Being able to watch a few live football matches (below) on my parents-in-law’s giant TV screen was nice and I was even able to enjoy an Emperor’s Cup semi-final match with some Cadbury’s Dairy Milk Caramel which my mother-in-law had bought at the airport on the way back from our trip to Singapore last month. As well as the final on New Years Day I also watched the Empress’ Cup Final which was sandwiched in between the two as the legendary Nadeshiko Japan player Homare Sawa brought the curtain down on her long career with the winning goal. The chocolates were this time replaced with Momiji the dog.
More sport now and it was table tennis (below) that my mother-in-law wanted to play against me this time (we played tennis back in Golden Week last year). Back in the late 90’s I used to play the game fairly regularly during the Summer holidays and it really did feel good to have a knockabout.
The sunrise (above) was shot from the apartment on the morning after I had got up at 5am for a midweek Foxes football match. My father-in-law regularly gets to see such a beautiful sight and it was a great way to start off the day when I went to Onomichi by myself to track down the filming locations from Japanese animated series ‘Kamichu!’ (2005).

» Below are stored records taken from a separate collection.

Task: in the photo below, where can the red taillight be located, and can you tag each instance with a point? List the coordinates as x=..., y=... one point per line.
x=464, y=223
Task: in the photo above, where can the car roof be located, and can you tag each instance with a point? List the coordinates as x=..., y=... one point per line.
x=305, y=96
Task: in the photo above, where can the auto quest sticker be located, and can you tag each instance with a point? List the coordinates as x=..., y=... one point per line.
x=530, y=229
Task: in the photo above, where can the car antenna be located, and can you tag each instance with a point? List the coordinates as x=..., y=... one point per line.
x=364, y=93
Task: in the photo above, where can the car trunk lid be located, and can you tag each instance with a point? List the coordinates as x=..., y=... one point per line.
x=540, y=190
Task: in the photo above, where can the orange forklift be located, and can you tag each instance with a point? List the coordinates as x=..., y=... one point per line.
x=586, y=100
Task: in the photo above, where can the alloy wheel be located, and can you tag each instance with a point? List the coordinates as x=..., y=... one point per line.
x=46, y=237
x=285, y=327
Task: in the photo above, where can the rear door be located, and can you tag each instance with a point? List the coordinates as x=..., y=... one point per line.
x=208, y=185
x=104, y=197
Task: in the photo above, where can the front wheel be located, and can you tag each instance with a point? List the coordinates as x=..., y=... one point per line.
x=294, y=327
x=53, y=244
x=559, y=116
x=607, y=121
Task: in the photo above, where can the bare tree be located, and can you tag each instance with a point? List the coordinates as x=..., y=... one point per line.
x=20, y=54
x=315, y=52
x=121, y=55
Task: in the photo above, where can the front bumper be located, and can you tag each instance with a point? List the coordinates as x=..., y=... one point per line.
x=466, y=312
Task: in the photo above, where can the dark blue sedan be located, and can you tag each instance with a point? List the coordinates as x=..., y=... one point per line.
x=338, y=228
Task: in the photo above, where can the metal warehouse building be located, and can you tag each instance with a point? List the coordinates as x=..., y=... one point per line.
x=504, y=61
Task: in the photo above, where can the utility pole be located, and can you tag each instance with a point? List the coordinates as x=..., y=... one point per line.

Spending time with Momiji (below) is always a highlight of any trip to Japan’s 10th largest city and a lot of time was spent in her presence playing with her, walking her and so on.
One of the things I most like about Hiroshima is all the mountains in the vicinity. On our final day I went out alone to climb the nearest mountain to the apartment which is Mount Kairoyama standing tall at a whopping 50 metres or so! On another afternoon we returned to Gokurakujiyama which we first went to in March 2014. Gokurakujiyama roughly translates as heaven temple mountain but it was a little cloudy this time so the views were slightly restricted.
On the way back from Gokurakujiyama we stopped somewhere and I saw this shrine torii gate (below) which I guess was part of the Christmas and New Year illuminations.
The final picture (above) is of a simple but very tasty dish we ate called kawara soba which consists of baked soba noodles, scrambled egg, beef, seaweed and grated daikon radish. This is a speciality of the neighbouring Yamaguchi prefecture and is usually served on a heated kawara tile. Soldiers would heat kawara tiles during the civil war in the 19th century and cook wild grass and meat on them and thus kawara soba was born.